Episodic ataxia type 6 (EA6), is due to mutations in the SLC1A3 gene, located on the short arm of chromosome 5 (5p13). This gene encodes the protein EAAT1, carrying molecules of glutamate, a neurotransmitter that enable communication between neurons. This protein is found throughout the brain, but is most abundant in the brain stem and cerebellum. Neurotransmitters, including glutamate, are released from neurons and transmit signals to other cells by binding to receptor proteins in neighboring neurons. It has been determined that one of several EAAT1 glutamate transporters compensating excess glutamate. This process is regulated carefully to ensure that the signals are transmitted accurately throughout the nervous system. The timely removal of glutamate is also necessary to prevent an accumulation of the neurotransmitter between cells, which would be toxic to neurons. It has identified at least one mutation in the SLC1A3 gene replacing the amino acid proline in the amino acid arginine position 290 (Pro290Arg). It is believed that this mutation impairs the ability of EAAT1 to remove glutamate from the space between neurons. Altered glutamate uptake may overload certain neurons in the brain, interrupting the normal communication between these cells.

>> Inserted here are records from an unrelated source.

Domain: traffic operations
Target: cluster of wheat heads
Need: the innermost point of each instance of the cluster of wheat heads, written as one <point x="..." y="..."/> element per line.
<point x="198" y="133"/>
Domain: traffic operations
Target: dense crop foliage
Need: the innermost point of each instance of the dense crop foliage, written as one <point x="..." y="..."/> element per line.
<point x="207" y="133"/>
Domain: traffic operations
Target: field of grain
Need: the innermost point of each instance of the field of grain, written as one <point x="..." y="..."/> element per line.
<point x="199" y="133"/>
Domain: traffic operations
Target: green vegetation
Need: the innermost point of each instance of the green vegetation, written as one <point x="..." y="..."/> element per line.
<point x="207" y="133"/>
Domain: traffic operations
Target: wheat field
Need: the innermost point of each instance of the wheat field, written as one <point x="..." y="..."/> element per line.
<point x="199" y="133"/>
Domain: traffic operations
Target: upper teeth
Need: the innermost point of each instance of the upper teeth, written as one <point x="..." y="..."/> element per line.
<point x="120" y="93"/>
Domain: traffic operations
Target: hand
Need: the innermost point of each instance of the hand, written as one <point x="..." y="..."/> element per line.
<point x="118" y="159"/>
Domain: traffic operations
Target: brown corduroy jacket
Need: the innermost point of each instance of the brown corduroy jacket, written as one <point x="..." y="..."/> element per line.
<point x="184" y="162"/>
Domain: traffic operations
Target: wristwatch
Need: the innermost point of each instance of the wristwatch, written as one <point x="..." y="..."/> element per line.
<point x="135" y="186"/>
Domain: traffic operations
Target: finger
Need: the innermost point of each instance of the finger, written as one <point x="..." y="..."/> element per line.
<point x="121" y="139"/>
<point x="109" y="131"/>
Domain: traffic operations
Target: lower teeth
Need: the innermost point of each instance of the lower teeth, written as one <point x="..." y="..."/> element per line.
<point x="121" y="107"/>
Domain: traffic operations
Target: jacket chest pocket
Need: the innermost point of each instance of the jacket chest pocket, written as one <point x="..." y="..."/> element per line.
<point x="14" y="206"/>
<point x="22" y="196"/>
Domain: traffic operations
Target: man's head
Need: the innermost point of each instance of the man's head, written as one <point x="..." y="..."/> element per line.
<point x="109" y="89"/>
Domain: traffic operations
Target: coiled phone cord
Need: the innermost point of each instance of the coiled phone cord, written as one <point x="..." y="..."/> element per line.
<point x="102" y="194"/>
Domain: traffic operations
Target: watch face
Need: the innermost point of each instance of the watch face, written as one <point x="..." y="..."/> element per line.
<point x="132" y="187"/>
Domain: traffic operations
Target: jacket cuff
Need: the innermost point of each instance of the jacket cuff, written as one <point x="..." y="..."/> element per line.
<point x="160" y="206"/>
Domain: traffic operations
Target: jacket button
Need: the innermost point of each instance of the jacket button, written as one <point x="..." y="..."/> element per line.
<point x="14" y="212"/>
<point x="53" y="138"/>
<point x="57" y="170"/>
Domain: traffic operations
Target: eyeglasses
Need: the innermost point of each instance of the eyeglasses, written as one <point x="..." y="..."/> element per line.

These processes are autosomal dominant inheritance, which means that a single copy of the altered gene in a cell is sufficient to manifest. The process may be the result of heredity or a new mutation, with no prior history.

Tests in IVAMI: in IVAMI perform the detection of mutations associated with ataxia types 1, 2, 5 and 6, by complete PCR amplification of the exons of KCNA1, CACNA1A, CACNB4, SLC1A3 genes, respectively, and subsequent sequencing.

Samples recommended: EDTA blood collected for separation of blood leukocytes, or impregnated sample card with dried blood (IVAMI may mail the card to deposit the blood sample).